09-23-2011, 08:12 AM | #1 |
Guru
Posts: 718
Karma: 1085610
Join Date: Mar 2009
Location: Bristol, England
Device: PRS-T1, 1825PT, Galaxy Tab, One X, TF700T, Aura HD, Nexus 7
|
RegEx Help needed
I've just bought a book and it is full of sentences that have random words that begin with a capital letter in them.

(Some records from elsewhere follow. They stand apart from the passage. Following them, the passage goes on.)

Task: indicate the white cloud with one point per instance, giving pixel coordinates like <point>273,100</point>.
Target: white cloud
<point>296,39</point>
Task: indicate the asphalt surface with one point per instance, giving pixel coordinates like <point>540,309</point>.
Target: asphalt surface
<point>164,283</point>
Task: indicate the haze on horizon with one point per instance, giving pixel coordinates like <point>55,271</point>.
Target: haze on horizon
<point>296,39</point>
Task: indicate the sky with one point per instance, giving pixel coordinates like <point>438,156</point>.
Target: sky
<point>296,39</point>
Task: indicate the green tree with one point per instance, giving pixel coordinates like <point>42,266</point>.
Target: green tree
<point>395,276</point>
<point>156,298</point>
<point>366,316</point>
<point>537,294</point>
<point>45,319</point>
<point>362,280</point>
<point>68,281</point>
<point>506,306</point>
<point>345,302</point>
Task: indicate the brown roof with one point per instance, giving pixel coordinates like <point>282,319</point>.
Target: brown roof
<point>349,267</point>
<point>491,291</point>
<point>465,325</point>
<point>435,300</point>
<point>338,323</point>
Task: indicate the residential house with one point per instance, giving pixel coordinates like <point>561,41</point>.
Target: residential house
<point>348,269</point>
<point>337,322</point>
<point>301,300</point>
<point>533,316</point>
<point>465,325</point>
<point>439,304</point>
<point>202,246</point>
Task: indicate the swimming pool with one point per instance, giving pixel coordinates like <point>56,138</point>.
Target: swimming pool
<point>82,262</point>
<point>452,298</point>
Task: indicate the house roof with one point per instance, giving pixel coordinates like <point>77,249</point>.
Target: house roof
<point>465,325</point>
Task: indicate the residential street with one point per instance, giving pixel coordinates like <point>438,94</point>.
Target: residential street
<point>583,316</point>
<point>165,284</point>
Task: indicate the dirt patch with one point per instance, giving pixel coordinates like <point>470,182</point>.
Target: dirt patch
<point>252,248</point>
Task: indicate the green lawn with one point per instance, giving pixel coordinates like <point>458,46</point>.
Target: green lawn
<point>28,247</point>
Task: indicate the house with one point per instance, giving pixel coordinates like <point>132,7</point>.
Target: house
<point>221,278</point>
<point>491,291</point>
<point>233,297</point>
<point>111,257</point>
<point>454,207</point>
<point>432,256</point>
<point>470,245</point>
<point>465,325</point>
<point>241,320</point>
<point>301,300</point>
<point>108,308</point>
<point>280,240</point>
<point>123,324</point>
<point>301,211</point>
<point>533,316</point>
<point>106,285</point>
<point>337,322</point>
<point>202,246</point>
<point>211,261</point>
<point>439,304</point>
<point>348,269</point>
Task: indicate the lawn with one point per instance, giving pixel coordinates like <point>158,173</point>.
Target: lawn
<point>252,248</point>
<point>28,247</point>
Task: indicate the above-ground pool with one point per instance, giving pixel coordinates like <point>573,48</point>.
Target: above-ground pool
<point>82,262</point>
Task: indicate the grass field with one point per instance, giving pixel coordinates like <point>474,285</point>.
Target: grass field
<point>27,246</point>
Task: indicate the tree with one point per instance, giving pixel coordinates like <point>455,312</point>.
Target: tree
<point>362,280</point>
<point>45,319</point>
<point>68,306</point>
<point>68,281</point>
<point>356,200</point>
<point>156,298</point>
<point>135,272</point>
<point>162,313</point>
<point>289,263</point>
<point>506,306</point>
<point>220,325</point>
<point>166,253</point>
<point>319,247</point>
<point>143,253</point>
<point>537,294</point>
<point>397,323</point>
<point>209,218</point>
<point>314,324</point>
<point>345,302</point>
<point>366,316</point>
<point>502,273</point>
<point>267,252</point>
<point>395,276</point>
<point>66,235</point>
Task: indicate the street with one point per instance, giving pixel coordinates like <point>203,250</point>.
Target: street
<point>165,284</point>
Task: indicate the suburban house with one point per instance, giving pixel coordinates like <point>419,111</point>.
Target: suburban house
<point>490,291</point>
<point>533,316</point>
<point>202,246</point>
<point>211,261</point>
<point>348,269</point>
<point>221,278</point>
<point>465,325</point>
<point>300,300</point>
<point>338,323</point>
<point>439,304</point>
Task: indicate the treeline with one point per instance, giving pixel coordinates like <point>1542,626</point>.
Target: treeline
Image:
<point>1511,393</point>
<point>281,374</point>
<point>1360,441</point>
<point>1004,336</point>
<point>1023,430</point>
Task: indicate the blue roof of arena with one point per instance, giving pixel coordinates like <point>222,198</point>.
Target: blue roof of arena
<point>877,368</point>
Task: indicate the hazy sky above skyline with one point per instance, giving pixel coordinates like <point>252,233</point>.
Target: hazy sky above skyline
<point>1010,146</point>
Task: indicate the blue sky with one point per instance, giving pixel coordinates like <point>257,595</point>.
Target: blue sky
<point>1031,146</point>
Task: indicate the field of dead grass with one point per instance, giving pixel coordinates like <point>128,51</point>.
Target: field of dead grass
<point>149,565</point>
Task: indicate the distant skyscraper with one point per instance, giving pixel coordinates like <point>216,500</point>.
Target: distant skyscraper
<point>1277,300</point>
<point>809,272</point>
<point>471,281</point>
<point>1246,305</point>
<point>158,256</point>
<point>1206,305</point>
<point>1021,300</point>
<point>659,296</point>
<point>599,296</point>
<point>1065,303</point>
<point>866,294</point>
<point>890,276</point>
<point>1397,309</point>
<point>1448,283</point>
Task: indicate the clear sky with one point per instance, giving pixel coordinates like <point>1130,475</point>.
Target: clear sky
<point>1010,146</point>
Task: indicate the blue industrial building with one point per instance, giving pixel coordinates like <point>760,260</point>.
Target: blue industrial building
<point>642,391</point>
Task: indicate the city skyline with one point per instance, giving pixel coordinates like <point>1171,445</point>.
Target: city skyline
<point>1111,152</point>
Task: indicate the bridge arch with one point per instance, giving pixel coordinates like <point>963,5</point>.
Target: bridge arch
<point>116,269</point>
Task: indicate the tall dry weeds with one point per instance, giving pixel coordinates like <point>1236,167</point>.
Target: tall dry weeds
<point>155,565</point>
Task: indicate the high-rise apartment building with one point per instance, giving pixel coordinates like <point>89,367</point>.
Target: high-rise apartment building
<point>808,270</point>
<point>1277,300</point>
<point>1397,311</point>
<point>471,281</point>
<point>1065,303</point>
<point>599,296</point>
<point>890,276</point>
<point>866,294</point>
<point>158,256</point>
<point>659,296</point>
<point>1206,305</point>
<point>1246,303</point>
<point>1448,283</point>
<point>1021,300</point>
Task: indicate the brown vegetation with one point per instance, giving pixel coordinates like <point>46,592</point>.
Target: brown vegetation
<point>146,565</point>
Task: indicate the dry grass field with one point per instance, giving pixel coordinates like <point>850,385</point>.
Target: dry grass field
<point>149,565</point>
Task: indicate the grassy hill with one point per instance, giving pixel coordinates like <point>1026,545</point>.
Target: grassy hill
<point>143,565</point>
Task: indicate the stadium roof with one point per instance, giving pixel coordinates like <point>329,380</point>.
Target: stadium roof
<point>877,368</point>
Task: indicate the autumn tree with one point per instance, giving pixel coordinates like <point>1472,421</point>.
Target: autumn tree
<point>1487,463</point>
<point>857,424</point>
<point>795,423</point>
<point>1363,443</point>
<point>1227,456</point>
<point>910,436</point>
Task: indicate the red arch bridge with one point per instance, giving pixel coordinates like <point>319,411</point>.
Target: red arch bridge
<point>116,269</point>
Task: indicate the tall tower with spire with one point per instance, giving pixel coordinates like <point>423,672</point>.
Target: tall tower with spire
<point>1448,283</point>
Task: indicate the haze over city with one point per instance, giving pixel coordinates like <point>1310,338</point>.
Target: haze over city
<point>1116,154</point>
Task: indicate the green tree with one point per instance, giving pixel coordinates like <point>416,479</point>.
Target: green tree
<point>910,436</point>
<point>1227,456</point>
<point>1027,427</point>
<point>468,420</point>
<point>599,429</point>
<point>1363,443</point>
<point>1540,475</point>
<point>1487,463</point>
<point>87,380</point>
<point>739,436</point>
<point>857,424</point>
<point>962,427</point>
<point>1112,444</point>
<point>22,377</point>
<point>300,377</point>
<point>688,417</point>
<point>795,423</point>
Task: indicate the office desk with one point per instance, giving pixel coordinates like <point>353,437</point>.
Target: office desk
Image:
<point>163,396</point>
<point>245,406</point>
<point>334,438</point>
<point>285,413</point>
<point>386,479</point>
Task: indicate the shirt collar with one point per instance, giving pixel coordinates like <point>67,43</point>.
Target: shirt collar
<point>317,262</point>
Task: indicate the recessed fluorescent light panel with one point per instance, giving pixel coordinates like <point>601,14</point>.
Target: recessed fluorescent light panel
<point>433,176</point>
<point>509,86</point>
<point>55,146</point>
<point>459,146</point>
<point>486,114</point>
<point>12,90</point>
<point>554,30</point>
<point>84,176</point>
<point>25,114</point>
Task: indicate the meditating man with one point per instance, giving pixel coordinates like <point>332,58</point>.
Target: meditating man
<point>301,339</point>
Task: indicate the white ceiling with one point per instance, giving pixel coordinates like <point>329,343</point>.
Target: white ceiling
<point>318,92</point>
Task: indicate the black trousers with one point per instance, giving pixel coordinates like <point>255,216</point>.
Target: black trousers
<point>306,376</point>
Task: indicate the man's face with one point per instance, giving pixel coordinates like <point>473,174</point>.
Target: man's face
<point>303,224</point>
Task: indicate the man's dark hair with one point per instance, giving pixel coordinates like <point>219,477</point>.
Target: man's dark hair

As it's a book I've read before in paper form I realised that these are in fact not random words with capital letters, they are actually the start of the next sentence and the previous word is missing the full stop. I'm not at all familiar with regex so was wondering what I would need to put in the S&R boxes to look for words that begin with a capital letter but are not preceeded by a full stop and a space? And what I need to put in to add the full stop. Also there are a few words that not only had the full stop missing, the space is also missing and the words are joined together. So I also need to know what to put in the S&R boxes to search for words that have a capital in them so that I can add a full stop and a space at that point. The are also other issues within it like combining paragraphs that have speach from two people where they should in fact be separated and speach marks not next to the spoken word (i.e. they have space on either side of them) and end up appearing on lines by themselves. These though I can figure out myself. |
09-23-2011, 08:53 AM | #2 |
Wizard
Posts: 1,196
Karma: 1281258
Join Date: Sep 2009
Device: PRS-505
|
Sentences that miss both the full stop and the space are easy:
Find: ([a-z])([A-Z]) Replace: \1. \2 Sentences that only miss the full stop are harder, as the capitalised word might be a name. If this doesn't occur too often it's easiest just to step through with Find Next and hit Replace on those instances that aren't names. (Obviously a sentence can end in a variety of ways, this searches for hits where there is no punctuation between the words.) Find: ([a-z]) ([A-Z]) Replace: \1. \2 Alternatively, if you can list all the names in your book, first change them all to something like '#1', '#2', etc, then Replace All using the above code and then change the # codes back to the correct names. Remember to save to a different file at each step so you can go back if you make a mistake. |
Advert | |
|
09-23-2011, 12:22 PM | #3 |
Wizard
Posts: 2,251
Karma: 3720310
Join Date: Jan 2009
Location: USA
Device: Kindle, iPad (not used much for reading)
|
Don't you need a \s+ or something between the lower case expression and the upper-case expression, or is this some special flavor of regexes, peculiar to Calibre? In the second place that you have the regex, it looks like a space, but I think a \s+ would be better, and more reliable.
|
09-23-2011, 01:44 PM | #4 |
Sigil & calibre developer
Posts: 2,488
Karma: 1063785
Join Date: Jan 2009
Location: Florida, USA
Device: Nook STR
|
\s matches white space characters. A space will match a space. \s is only necessary if the letters are separated by characters such as a tab in addition to a space.
|
09-23-2011, 09:09 PM | #5 |
Wizard
Posts: 1,337
Karma: 123455
Join Date: Apr 2009
Location: Malaysia
Device: PRS-650, iPhone
|
You can get a bit fancier with this regex and use positive and negative lookahead/lookbehind, which gives you a chance to take care of the most common proper names in the book as well:
(?<=[a-z])(?= [A-Z](?!(obert|avid|ebecca))) Use the trailing characters of the proper name (i.e. remove the first letter) in the last set of parentheses, sepearated by '|' in case that's not obvious above. Then you only need to use this for replacement: . |
Advert | |
|
10-29-2011, 06:33 PM | #6 |
Guru
Posts: 886
Karma: 10113994
Join Date: Feb 2010
Location: Serbia
Device: Kindle PW5 [bricked], Kindle PW1
|
Can someone help me create RegEx for deleting couple of lines in all html files that are in the same folder (or maybe all html files currently open in Notepad++ ? I have about 200 ebooks needed to be edited,and each chapter is separate html file,so manualy editing them would take ages...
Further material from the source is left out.